As he took her hand into his strong fingers, Nancy’s tear-dim eyes were blind to everything but the unspoken love and longing in the great dark eyes before her, everything but the point of the lower lip rolling outward in its pitiful attempt to form its own brave, characteristic little smile.

Then, hat in hand and the snow sifting down on his thick dark hair, he turned away and left her alone beside the old gray wall in the fast-gathering snow.

CHAPTER TWENTY-THREE

Five days later, the doctor came back from Rimouski. Nancy, on the platform of the station, waited eagerly until he came in sight. Then she stepped back and hid her face.

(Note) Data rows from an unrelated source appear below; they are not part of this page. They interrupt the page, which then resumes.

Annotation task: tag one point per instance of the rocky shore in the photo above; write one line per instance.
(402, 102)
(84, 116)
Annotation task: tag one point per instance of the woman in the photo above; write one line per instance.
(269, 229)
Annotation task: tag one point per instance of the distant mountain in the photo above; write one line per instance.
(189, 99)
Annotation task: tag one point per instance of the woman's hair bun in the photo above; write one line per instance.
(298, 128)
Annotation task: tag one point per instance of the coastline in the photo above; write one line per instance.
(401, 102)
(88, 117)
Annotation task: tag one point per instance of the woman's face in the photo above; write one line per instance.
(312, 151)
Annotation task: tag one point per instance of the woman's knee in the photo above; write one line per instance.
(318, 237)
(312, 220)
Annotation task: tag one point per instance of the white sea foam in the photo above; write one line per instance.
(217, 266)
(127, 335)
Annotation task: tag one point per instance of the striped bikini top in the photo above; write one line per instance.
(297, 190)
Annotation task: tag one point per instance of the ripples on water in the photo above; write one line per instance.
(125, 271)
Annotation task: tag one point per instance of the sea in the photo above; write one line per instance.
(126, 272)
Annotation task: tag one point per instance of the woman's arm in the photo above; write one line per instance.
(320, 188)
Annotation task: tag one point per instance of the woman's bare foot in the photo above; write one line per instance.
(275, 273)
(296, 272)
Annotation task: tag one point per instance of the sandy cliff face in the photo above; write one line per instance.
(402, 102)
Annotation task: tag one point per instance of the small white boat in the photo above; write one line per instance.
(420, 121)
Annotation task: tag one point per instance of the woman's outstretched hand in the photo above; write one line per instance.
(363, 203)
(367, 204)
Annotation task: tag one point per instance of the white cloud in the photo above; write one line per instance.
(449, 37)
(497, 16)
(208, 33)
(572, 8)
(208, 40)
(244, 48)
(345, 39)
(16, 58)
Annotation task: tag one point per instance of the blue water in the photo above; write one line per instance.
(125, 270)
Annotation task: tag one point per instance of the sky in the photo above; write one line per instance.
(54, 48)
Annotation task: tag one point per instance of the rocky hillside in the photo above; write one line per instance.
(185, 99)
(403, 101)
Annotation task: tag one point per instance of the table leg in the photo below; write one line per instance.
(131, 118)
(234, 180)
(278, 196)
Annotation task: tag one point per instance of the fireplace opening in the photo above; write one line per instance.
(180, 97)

“It was all so like his life,” her father said, when they sat together in his room, that night; “brave and quiet and full of thought for us all. Once he rallied for a few hours, and we felt there was hope. At the very last, he gave me this for you. He said you would understand.” And the doctor laid in Nancy’s palm a tiny figure of the Good Sainte Anne, the exact duplicate of her own, save that its silver base bore the arms of St. Jacques and, beneath, two plain initials: N and H.